Striking teachers are not ‘greedy’, insists this James O’Brien caller

1 February 2023, 16:39

By Phoebe Dampare Osei

This headteacher taking part in industrial action says the education system is “failing” children and the rhetoric of teachers being “greedy” for walking out is untrue.

James O’Brien heard from a striking head teacher who said educators are “desperately worried” about the state of the education system with fewer staff, and that this, not pay, is the motive behind the walkouts.

James said someone could phone in and accuse Ed in Exeter of being “lazy…dishonest…incredibly well rewarded” and having “extremely long holidays”. He asked how his caller would feel and respond to that.

Having worked in healthcare and in a factory, he said: “I know this job wrings me out like no other job I’ve ever had.”

“I’m working everyday to try and improve the lot of children, some of them don’t have the best, the easiest background to come from. I carry that home, I carry that with me and it’s hard.”

READ MORE: Walkout Wednesday live: Parents forced to take days off or WFH as teachers and train drivers strike

Ed said the narrative of “greedy greedy teachers with their long holidays” who “want more money” was inaccurate.
“That’s not why we’re on the street, and anybody who says it hasn't asked, and they’re not listening and they're doing that for their own ends”, he explained.

The caller, who has been in teaching for 25 years added: “When I thought I could do the very best I could do and that the government was backing me and trusting me to do that, at least I had a sense of someone at my back and that I was respected. I don’t feel that now.”
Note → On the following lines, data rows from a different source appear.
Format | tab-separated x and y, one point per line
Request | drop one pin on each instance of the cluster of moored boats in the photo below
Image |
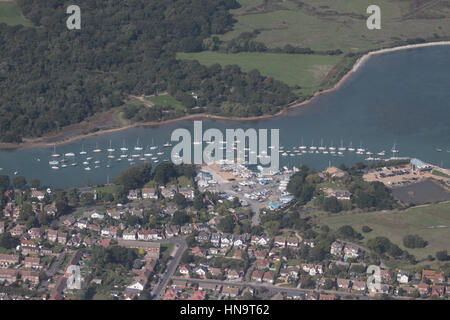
335	151
93	159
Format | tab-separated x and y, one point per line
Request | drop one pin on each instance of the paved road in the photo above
51	272
271	288
158	291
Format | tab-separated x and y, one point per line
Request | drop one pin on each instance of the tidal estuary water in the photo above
400	98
“That is also what nurses tell me”, James noted, highlighting there is “more than the binary divisions put in front of us by the media”.

“We know the truth don’t we?” Ed went on, saying there is an education “system in crisis…that is failing children everyday”.

James reiterated that these are the same points raised by nurses when they tell him that “we are on strike because we can’t look after the people we went into this profession to look after”.

READ MORE: TUC chief tells LBC public support for strikes won't dwindle even if it forces people to miss a family funeral

He sighed and read out something Sarah Vine had written in the Daily Mail: “Won't somebody think of the poor hard working taxpayers?”

“Pardon?” James asked.

Workers on strike today include teachers at the National Education Union, meaning 23,000 schools are either fully or partly closed, RMT and ASLEF train drivers, and around 100,000 civil servants in the Public and Commercial Services union are on strike, as are about 70,000 workers across 150 universities.